All ETDs from UAB

Advisory Committee Chair

David J Becker

Advisory Committee Members

Justin Blackburn

Allen Conan Davis

Julie Lynn Locher

Bisakha Sen

Document Type

Dissertation

Date of Award

2014

Degree Name by School

Doctor of Public Health (DrPH) School of Public Health

Abstract

This dissertation examines the impact of Medicaid dental coverage on dental care utilization and oral health outcome of low-income elderly and non-elderly adults, using a fixed-effects model with longitudinal data of all states and multiple years from the Behavioral Risk Factors Surveillance System (BRFSS).
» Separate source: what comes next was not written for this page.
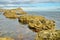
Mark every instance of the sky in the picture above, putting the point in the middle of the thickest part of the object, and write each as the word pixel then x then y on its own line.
pixel 32 5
By exploiting within-state variation over time in adult Medicaid dental coverage, the study estimates the effects of Medicaid dental coverage on dental care utilization (i.e., dental visits and dental cleanings) and oral health outcome (i.e., tooth loss). The study evaluates the effects of Medicaid dental benefits with preventive dental services on each of the three dental outcomes as well. This study finds that Medicaid dental coverage has an effect on increase in dental visits for both low-income elderly and non-elderly adults. Among non-elderly adults, Medicaid dental coverage increases the likelihood of dental cleanings while it decreases the likelihood of tooth loss. Meanwhile, the study finds no significant evidence to support the effects of Medicaid dental coverage on dental cleanings and tooth loss of elderly adults. The estimated effects of Medicaid dental benefits with preventive dental services are analogous to the estimated effects of Medicaid dental coverage on the three dental outcomes. Even though the results show that Medicaid dental coverage is positively associated with dental care utilization among low-income adults, the magnitude of the estimated effects is modest. This implies that public dental insurance expansion alone is not enough to succeed in promoting access to dental care of low-income adults. Increasing effect of Medicaid dental coverage on preventive dental care is only seen in non-elderly adults. This suggests further efforts to find out other significant factors affecting access to preventive dental care among the elderly population, who is rapidly growing and expected to make up a substantial part of the total U.S. population in the near future.